There are a variety of reasons that you might choose to sell your home before the mortgage term ends. The most common reason is that you are moving to a new location or that your family situation has changed, with the addition of children or adult children moving out. In all these cases, your home no longer meets your needs, and you may want to break your mortgage contract. If you are considering selling your house early, make sure that you understand the costs that are associated with breaking the mortgage contract.
The Costs of Breaking the Mortgage Contract
The cost of selling your home before the mortgage term ends and breaking the mortgage contract will depend on your mortgage type. If you have an open mortgage, you can sell your home without paying penalties for breaking the mortgage contract.
However, if you have a closed mortgage, there will be penalties for selling your home before the term is up. The highest cost will be the prepayment penalty, which is the fee for breaking the mortgage contract. The prepayment penalty can be thousands of dollars, and will vary based on the terms of your mortgage contract. There will also be administrative fees, appraisal fees, reinvestment fees and a mortgage discharge fee, which removes the charge on your current mortgage and registers a new one.
You may also have to repay any cash-back or lines of credit you received when you got your mortgage. These fees can make breaking a mortgage before the term ends very pricey.
Options for Breaking the Mortgage Contract
There are options if you are thinking about selling your house before the mortgage term is over. Some mortgage lenders may allow you to extend the length of your mortgage while beginning a new mortgage in a Blend-and-Extend option. In this option, the interest rates for the old and new terms are blended, and you won’t have to pay the prepayment penalty. However, you may need to pay administrative fees.
Unfortunately, not every mortgage lender offers this option, so the only other choice is to break the mortgage contract. In this case, you may get a lower interest rate on your new home, but you will have to pay a prepayment penalty for breaking the contract. If you have a choice in whether you sell your home before the mortgage term ends, ensure that the benefits of breaking the contract early outweigh the costs of paying the prepayment penalty and any other associated fees.
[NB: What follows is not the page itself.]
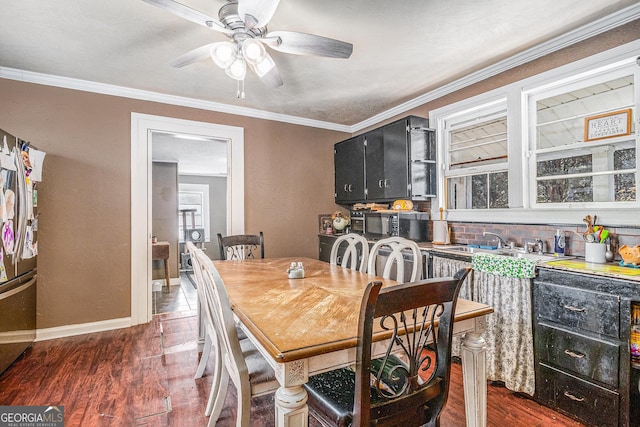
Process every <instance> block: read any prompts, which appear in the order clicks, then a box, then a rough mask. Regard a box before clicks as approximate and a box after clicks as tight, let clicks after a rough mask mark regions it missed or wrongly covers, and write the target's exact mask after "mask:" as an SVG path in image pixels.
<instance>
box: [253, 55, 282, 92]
mask: <svg viewBox="0 0 640 427" xmlns="http://www.w3.org/2000/svg"><path fill="white" fill-rule="evenodd" d="M247 63H248V65H249V67H251V69H252V70H253V72H254V73H256V74H257V75H258V77H260V79H261V80H262V83H264V84H265V85H267V86H268V87H270V88H277V87H280V86H282V84H283V83H282V78H281V77H280V72H279V71H278V67H277V66H276V63H275V61H274V60H273V58H272V57H271V55H269V53H267V52H264V58H263V59H262V61H260V62H259V63H254V62H252V61H251V62H250V61H247Z"/></svg>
Pros and Cons of Selling Your Home Early
It can be tempting to break your mortgage or sell your home if you see a lower interest rate or a home that better meets your needs. In some cases, you may not have much of a choice in the matter, such as if you have to move for work. Here are some of the pros and cons of selling your home before the mortgage term ends and breaking the contract:
Pro: You may be able to get a lower interest rate and be able to pay off the mortgage faster if you keep the payments the same. When moving into a new house, it is possible that you could get a lower interest rate than on your previous mortgage, and if you budget your mortgage payments as if you are paying into your old mortgage, then you could pay off your new mortgage early.
Con: You could end up paying more in the long run because of fees and a prepayment penalty. The fees for breaking a mortgage before the term ends are very high, and even if you make higher payments on your new mortgage, there is no guarantee that the interest saved will be enough to cover the penalties. However, your mortgage advisor can run the calculations for you.
Pro: You may be able to lock in a lower interest rate for the new mortgage term. Selling your house allows you to look for a lower interest rate for your new home, saving you money in the long run.
Con: You may no longer qualify for a mortgage under current economic conditions. Times are tough, and it could be that you are selling your house not to buy a new one but to move into a rental. If this is the case, ensure that the benefits of selling your home early outweigh the costs of the penalties.
Before selling your house early, make sure that you read all of the fine print to see what costs are associated with breaking the mortgage contract. A mortgage advisor can provide valuable advice to navigate the possibility of selling your home before the mortgage term ends.